Running a Local Arweave Gateway for Development

Created by:

About this Lesson

Greetings! Welcome to the first practical lesson of the Arweave 201 track. In the intro lesson, I explained how Arweave ensures permanent data storage and gateways enable access to data stored on Arweave. This lesson will be hands-on! You'll learn how to install and configure an Arweave gateway for local development.

A local gateway is useful when developing DApps for the Permaweb and a good way to understand the setup process before running a gateway in production.

Prerequisites

To complete this lesson, you need a basic understanding of HTTP, TLS/SSL, DNS, Linux, Node.js, and Docker.

A basic understanding of blockchains (i.e., transactions, wallets) is also helpful.

You also need a Linux system with Docker, Git, and Node.js.

Arweave Gateways Explained

There are currently two types of Arweave nodes: miners and gateways (Figure 1).

figure-1

Figure 1: Arweave gateways

The miner nodes are responsible for data storage. They form the Arweave proof-of-work blockchain network and are incentivized to store data permanently by Arweave’s native AR token.

The gateway nodes are responsible for data delivery to clients. There are several gateway implementations, but they’re all indexing and caching onchain data to ensure clients can access it quickly. The implementation you will use in this course is the AR.IO gateway.

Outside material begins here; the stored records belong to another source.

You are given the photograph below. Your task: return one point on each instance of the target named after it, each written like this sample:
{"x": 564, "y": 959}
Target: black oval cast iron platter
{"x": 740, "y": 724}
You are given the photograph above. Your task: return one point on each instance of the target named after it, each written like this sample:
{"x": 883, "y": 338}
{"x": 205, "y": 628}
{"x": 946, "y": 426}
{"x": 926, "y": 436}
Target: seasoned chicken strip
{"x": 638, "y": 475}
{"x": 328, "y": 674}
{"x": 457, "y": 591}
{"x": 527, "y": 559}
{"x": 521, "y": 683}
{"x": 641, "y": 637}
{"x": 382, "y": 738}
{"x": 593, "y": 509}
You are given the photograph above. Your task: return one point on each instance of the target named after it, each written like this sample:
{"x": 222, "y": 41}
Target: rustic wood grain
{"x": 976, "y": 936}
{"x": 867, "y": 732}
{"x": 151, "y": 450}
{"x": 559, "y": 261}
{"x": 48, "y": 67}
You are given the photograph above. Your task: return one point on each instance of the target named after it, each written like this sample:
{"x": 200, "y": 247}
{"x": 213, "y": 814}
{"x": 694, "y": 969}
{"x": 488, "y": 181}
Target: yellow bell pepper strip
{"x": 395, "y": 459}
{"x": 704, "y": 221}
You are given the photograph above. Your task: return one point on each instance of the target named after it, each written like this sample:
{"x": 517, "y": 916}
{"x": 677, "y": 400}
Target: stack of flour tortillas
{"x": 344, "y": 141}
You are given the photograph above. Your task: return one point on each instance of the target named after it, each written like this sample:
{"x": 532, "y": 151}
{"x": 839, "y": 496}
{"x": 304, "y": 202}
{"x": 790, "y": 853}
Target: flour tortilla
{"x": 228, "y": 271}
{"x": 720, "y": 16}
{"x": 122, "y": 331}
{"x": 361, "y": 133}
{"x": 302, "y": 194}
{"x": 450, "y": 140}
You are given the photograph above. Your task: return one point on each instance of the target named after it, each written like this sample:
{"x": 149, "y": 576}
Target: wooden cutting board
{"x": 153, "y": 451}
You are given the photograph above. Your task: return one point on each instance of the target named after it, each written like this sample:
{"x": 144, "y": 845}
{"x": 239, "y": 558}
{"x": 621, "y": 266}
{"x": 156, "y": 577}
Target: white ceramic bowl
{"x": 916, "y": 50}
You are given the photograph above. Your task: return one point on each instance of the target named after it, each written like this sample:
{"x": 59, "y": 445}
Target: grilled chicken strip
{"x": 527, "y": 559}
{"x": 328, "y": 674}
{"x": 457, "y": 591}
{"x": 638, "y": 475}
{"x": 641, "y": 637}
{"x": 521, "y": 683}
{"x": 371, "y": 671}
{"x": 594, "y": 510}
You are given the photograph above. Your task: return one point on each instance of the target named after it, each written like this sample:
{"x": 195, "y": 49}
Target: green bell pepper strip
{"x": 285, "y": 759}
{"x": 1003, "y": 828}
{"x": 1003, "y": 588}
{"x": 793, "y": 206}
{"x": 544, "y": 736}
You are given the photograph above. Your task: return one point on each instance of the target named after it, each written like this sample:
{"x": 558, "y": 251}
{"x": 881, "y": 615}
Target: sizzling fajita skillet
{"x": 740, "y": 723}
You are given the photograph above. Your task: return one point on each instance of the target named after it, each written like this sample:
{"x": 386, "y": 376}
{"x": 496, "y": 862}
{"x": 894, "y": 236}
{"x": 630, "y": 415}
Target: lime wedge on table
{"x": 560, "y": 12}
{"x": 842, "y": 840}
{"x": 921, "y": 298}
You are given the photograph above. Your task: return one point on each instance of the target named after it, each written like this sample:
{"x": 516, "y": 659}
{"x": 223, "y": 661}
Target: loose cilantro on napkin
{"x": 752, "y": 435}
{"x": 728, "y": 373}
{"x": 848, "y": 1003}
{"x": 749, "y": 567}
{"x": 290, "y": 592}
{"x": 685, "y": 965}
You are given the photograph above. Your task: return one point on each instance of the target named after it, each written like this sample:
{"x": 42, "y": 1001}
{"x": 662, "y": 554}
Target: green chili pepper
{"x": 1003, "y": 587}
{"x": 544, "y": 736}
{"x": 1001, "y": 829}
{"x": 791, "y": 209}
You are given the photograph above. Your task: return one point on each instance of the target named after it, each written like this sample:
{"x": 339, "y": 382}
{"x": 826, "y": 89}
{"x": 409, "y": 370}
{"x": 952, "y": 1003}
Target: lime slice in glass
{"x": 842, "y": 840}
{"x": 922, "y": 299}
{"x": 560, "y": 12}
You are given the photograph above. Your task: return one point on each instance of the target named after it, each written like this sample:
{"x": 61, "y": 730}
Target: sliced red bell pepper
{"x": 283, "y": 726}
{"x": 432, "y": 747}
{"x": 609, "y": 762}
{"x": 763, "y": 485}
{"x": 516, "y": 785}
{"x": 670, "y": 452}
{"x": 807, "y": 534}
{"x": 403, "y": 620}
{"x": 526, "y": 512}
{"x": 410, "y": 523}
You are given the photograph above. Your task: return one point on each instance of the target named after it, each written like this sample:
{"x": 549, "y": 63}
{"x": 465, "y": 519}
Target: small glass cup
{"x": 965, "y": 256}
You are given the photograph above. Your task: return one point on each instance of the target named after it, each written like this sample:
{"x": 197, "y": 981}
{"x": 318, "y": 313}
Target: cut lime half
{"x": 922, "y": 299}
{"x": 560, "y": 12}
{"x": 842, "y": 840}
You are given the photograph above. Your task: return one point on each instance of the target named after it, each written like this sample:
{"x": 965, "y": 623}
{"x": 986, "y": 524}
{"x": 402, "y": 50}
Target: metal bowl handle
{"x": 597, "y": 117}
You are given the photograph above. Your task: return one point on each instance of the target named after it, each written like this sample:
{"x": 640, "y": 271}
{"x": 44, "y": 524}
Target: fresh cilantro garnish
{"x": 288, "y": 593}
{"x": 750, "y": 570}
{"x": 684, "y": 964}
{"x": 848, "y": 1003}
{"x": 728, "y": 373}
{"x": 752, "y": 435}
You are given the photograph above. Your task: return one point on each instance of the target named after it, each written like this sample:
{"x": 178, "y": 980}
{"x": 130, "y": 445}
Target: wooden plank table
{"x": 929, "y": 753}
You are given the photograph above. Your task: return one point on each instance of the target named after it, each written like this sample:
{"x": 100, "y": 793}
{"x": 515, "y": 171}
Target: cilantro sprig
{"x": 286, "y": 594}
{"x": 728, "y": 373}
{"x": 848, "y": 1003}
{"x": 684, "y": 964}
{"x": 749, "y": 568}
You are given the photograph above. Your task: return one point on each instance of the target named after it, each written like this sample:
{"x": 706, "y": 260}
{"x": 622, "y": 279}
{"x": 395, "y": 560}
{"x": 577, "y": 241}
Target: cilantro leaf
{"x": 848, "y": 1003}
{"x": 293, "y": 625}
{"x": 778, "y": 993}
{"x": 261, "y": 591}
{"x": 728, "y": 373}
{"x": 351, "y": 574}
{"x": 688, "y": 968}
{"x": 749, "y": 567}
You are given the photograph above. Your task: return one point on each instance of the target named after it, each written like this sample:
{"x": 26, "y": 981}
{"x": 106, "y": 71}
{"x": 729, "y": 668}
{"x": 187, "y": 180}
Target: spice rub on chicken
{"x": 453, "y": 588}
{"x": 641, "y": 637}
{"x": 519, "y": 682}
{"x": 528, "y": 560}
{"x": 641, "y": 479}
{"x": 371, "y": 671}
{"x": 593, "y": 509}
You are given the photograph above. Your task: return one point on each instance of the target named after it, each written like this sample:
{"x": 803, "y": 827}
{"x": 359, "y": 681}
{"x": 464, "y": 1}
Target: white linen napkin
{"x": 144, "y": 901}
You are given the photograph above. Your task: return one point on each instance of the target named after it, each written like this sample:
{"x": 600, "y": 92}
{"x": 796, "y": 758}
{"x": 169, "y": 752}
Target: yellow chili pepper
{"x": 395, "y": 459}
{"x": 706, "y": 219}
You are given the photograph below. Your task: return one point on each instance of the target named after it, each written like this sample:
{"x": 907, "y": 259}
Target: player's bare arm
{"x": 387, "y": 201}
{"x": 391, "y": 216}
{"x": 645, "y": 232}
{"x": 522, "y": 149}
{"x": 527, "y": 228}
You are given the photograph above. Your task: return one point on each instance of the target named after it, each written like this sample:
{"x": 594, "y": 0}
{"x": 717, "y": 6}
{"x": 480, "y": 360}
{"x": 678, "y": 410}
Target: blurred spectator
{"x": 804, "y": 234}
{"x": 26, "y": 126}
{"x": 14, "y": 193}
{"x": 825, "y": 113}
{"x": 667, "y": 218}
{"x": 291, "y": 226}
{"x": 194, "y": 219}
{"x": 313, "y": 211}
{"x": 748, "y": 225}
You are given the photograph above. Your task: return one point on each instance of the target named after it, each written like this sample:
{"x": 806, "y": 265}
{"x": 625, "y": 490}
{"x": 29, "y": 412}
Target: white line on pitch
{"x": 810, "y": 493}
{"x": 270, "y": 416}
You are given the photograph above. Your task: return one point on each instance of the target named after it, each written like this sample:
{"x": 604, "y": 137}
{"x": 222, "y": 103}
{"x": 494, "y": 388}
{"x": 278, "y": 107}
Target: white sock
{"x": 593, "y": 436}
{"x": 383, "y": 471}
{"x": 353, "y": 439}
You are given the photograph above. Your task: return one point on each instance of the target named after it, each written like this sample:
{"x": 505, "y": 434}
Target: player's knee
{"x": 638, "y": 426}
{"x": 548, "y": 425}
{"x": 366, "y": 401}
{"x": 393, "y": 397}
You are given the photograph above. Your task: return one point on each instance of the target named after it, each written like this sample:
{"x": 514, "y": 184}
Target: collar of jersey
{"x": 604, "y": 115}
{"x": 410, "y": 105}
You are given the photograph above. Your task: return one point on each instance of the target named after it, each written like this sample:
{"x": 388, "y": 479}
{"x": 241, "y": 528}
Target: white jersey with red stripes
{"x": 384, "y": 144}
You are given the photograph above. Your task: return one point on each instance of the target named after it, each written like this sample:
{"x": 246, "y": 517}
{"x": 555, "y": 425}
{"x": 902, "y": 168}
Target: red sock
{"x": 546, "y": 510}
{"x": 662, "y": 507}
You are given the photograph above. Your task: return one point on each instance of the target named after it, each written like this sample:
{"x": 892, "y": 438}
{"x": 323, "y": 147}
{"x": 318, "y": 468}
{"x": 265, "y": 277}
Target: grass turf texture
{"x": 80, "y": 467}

AR.IO gateways form their own proof-of-stake network controlled by smart contracts on Arweave. They are incentivized by IO tokens (similar to ERC-20 tokens) generated via sales of ArNS names, which are Arweave’s equivalent of DNS domains that get resolved by AR.IO gateways (Figure 2).

figure-2

Figure 2: AR.IO Network

The AR.IO gateway is implemented as a Docker Compose application. It consists of containers for data delivery, data upload to Arweave, and third-party containers that care about the gateway’s internal state and routing. For this lesson, only the core and envoy containers are important; the rest is either experimental, optional, or both.

figure-3

Figure 3: AR.IO Gateway containers

Now that you understand our Arweave gateway of choice let’s set one up!

Installing the Gateway

To install the gateway, you only need a docker-compose.yaml and .env file, but to make the use of the gateway easier, you will also initialize a Node.js project and add an SSL proxy to enable scripting and HTTPS access to your gateway.

mkdir arweave-gateway && cd arweave-gateway
npm init -y
npm i -D local-ssl-proxy

Next, you need three scripts. One will start all docker containers in the background, one will stop them, and one will start an SSL proxy so you can test web APIs that rely on it. Update the scripts in your package.json file:

"scripts": {
  "start:gateway": "docker compose up -d",
  "stop:gateway": "docker compose down",
  "start:proxy": "local-ssl-proxy --source 443 --target 3000"
},

The docker-compose.yaml of the gateway contains the basic setup configuration. It defines the container images, storage, and network configuration. Download it from GitHub with this command:

curl https://raw.githubusercontent.com/ar-io/ar-io-node/develop/docker-compose.yaml > docker-compose.yaml

You can use a .env file to add your custom configuration. Create one with the following content:

TRUSTED_NODE_URL=https://arweave.net
START_WRITERS=false
RUN_OBSERVER=false
RUN_RESOLVER=false

This is the absolute basic configuration that doesn't start unnecessary containers or processes. It uses arweave.net to resolve all requests; nothing will be indexed locally. However, it caches the responses.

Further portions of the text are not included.